Advokat Marcella Santoso Terjerat Dua Kasus Dugaan Suap dan Perintangan Penyidikan dalam Sebulan Terakhir
Dalam kurun waktu kurang dari sebulan, nama advokat Marcella Santoso menjadi sorotan publik setelah ditetapkan sebagai tersangka dalam dua kasus berbeda, yaitu dugaan suap terkait penanganan perkara korporasi dan dugaan perintangan penyidikan dalam kasus timah serta impor gula.
Kasus pertama yang menjerat Marcella adalah dugaan suap terkait vonis lepas terhadap terdakwa korporasi dalam perkara ekspor crude palm oil (CPO) atau bahan baku minyak goreng. Kejaksaan Agung (Kejagung) mengumumkan penetapan tersangka Marcella pada 12 April 2025. Diduga, Marcella bersama dengan Ariyanto Bakri, yang juga merupakan pengacara dari terdakwa korporasi, memberikan suap dengan nilai fantastis mencapai Rp 60 miliar kepada oknum pejabat pengadilan. Penerima suap yang teridentifikasi adalah Muhammad Arif Nuryanta, yang saat itu menjabat sebagai Wakil Ketua Pengadilan Negeri Jakarta Pusat pada Pengadilan Tipikor Jakarta, serta Wahyu Gunawan, seorang panitera muda pada Pengadilan Negeri Jakarta Utara. Bahkan, tiga majelis hakim yang memvonis lepas terdakwa korporasi juga turut ditetapkan sebagai tersangka dalam kasus ini, yaitu Agam Syarif Baharudin, Ali Muhtarom, dan Djuyamto. Vonis lepas yang diberikan oleh majelis hakim tersebut sangat kontras dengan tuntutan yang diajukan oleh jaksa penuntut umum, yang menuntut uang pengganti sebesar Rp 937 miliar kepada Permata Hijau Group, Rp 11,8 triliun kepada Wilmar Group, dan Rp 4,8 triliun kepada Musim Mas Group. Atas perbuatannya, Marcella Santoso disangkakan melanggar Pasal 6 ayat 1 huruf a, juncto Pasal 5 ayat 1, juncto Pasal 13, juncto Pasal 18 UU Tipikor juncto Pasal 55 ayat 1 ke 1 KUHP.

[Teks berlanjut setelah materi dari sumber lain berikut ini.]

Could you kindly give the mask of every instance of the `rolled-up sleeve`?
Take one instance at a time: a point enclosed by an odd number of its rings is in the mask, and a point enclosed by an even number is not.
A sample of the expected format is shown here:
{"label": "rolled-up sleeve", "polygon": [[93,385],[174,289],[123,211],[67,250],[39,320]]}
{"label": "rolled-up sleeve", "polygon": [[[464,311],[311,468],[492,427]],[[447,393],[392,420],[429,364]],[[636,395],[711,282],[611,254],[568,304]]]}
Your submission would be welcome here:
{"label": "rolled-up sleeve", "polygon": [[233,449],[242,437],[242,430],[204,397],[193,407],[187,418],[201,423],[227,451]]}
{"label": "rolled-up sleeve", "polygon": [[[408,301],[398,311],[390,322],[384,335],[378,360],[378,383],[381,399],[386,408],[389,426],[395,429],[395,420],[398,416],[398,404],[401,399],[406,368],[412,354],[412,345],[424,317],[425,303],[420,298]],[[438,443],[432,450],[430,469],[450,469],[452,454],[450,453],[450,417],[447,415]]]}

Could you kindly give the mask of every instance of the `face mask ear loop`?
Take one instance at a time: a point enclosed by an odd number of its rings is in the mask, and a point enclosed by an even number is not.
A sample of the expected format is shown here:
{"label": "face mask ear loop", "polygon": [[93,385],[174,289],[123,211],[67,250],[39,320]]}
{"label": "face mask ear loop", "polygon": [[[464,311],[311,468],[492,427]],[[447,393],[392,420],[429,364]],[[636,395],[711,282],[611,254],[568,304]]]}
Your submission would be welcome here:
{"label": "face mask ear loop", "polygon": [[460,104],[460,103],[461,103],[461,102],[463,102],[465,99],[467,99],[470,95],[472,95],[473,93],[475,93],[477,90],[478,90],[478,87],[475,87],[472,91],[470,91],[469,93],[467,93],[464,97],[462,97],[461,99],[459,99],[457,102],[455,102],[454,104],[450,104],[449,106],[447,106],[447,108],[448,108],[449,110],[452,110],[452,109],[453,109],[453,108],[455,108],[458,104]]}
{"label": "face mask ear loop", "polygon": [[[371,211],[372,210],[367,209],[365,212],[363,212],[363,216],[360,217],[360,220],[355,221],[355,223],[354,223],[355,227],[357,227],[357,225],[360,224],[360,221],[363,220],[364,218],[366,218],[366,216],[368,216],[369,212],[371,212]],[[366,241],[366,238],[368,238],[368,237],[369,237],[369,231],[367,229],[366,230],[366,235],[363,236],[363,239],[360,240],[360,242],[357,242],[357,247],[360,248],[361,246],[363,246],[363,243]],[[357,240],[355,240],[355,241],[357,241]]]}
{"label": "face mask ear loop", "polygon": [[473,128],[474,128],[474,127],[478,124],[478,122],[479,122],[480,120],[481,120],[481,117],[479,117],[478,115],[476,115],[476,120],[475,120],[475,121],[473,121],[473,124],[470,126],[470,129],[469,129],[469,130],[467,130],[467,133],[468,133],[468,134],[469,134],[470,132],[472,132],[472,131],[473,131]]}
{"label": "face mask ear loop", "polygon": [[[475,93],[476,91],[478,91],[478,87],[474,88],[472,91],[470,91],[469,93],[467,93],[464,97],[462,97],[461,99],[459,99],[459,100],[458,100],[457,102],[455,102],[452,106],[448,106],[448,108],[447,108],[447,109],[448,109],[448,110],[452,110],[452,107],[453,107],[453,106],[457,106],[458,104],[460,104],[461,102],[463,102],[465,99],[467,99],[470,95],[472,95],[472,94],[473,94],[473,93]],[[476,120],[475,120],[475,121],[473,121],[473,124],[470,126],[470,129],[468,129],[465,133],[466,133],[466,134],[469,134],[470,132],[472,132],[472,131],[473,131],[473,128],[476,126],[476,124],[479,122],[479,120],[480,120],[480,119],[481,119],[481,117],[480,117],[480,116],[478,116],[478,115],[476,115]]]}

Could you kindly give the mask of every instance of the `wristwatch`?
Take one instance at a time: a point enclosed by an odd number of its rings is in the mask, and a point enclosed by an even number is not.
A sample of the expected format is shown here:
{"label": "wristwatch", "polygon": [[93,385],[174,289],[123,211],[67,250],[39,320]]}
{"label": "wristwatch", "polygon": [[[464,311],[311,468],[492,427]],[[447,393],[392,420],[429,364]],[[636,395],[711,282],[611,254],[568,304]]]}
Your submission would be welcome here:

Tidak berhenti di situ, selang beberapa pekan kemudian, Marcella kembali ditetapkan sebagai tersangka dalam kasus dugaan perintangan penyidikan kasus timah dan impor gula. Dalam kasus ini, Marcella diduga bekerja sama dengan seorang pengacara bernama Junaedi Saibih (JS) dan Direktur Pemberitaan JakTV, Tian Bahtiar (TB), untuk melakukan serangkaian tindakan yang bertujuan mengganggu proses hukum yang sedang berjalan. Modus operandi yang dilakukan adalah dengan memberikan sejumlah uang kepada Tian Bahtiar agar membuat berita-berita negatif dan konten yang menyudutkan Kejaksaan terkait penanganan perkara. Dana yang digelontorkan untuk tujuan ini mencapai lebih dari Rp 400 juta, tepatnya Rp 478.500.000. Selain itu, Marcella dan Junaedi juga diduga membiayai demonstrasi-demonstrasi yang bertujuan menggagalkan penyidikan, penuntutan, dan pembuktian perkara di persidangan. Tian Bahtiar kemudian berperan dalam mempublikasikan narasi-narasi demonstrasi tersebut secara negatif melalui berita di JakTV dan akun-akun media sosial resmi JakTV, termasuk TikTok dan YouTube. Lebih lanjut, Marcella dan Junaedi juga diduga menyelenggarakan dan membiayai kegiatan seminar, podcast, dan talkshow di berbagai media online, dengan mengarahkan narasi-narasi yang negatif dalam pemberitaan untuk mempengaruhi pembuktian perkara di persidangan. Kegiatan-kegiatan ini kemudian diliput oleh Tian Bahtiar dan disiarkan melalui JakTV serta platform media sosial lainnya. Atas perbuatannya ini, Marcella Santoso bersama Junaedi Saibih dan Tian Bahtiar disangkakan melanggar Pasal 21 UU 31 Tahun 1999 Tentang Pemberantasan Tindak Pidana Korupsi sebagaimana diubah dengan UU 20 Tahun 2001 Jo pasal 55 ayat 1 ke 1 KUHAP.
Kedua kasus yang menjerat Marcella Santoso ini menjadi perhatian serius publik dan menimbulkan pertanyaan mengenai integritas serta profesionalisme dalam dunia hukum. Proses hukum terhadap Marcella dan pihak-pihak terkait masih terus berlanjut untuk mengungkap fakta sebenarnya dan memberikan keadilan bagi semua pihak.